On March 22, 2004, the Food and Drug Administration (FDA) issued a Public Health Advisory that provides further cautions to physicians, their patients, and families and caregivers of patients about the need to closely monitor both adults and children with depression, especially at the beginning of treatment, or when the doses are changed with either an increase or decrease in the dose.
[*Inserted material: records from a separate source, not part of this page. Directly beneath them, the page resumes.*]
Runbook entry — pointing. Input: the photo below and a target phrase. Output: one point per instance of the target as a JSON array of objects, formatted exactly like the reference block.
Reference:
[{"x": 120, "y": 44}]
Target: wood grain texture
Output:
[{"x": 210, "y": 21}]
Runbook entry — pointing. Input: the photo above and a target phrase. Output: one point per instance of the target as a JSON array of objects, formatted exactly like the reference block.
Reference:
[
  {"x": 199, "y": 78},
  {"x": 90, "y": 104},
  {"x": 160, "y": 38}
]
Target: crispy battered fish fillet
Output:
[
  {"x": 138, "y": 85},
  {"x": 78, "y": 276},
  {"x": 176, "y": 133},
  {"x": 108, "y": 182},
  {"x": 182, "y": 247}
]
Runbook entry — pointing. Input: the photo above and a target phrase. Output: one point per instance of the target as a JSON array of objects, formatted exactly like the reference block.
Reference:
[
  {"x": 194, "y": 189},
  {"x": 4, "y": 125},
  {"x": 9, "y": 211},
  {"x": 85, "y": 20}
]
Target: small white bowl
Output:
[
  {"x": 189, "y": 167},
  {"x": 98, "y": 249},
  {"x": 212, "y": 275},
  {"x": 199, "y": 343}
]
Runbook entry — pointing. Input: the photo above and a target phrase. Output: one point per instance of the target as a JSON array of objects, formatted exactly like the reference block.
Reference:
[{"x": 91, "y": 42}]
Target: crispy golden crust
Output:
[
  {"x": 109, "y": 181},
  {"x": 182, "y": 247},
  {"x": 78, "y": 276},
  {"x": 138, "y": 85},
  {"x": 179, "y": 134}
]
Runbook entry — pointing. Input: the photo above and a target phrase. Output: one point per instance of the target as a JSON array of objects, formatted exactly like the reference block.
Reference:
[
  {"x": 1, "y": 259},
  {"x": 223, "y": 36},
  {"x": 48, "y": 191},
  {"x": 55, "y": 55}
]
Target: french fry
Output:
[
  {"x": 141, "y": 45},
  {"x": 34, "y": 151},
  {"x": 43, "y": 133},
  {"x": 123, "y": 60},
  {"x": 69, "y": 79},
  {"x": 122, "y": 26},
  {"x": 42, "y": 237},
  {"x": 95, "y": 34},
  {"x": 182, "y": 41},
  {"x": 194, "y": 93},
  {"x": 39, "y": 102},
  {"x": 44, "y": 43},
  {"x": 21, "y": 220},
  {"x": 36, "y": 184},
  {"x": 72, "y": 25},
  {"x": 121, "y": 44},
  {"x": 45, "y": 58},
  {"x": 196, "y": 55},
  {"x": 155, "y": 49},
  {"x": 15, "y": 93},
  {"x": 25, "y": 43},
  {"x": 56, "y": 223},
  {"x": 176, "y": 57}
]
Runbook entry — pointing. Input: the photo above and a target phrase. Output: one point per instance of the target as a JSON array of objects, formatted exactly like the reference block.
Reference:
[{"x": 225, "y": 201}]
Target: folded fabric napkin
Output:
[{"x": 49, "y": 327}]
The concern is that patients being treated with antidepressants may develop worsening depression and suicidal thinking, which can occur during the early period of treatment. Physicians are urged to be particularly vigilant in patients who may have bipolar disorder in that hypomania or mania could be triggered. The agency is also advising that all patients be observed for certain behaviors that are known to be associated with these drugs:
- Anxiety
- Agitation
- Panic Attacks
- Insomnia
- Irritability
- Hostility
- Impulsivity
- Akathisia (severe restlessness)
At this point in the ongoing research and evaluation of the current studies, it is not yet clear whether antidepressants contribute to the emergence of suicidal thinking and behavior. However, the FDA is asking manufacturers to change the labels of the implicated drugs to include stronger cautions and warnings about the need to monitor patients for the worsening of depression and the emergence of suicidal ideation, regardless of the cause of such worsening. The drugs being reviewed are:
- Bupropion (Wellbutrin, Zyban)
- Citalopram (Celexa)
- Fluoxetine (Prozac, Serafem)
- Fluvoxamine (Luvox)
- Mirtazapine (Remeron)
- Nefazodone (Serzone)
- Paroxetine (Paxil)
- Sertraline (Zoloft)
- Escitalopram (Lexapro)
- Venlafaxine (Effexor)
The FDA expects to release additional results later in the summer.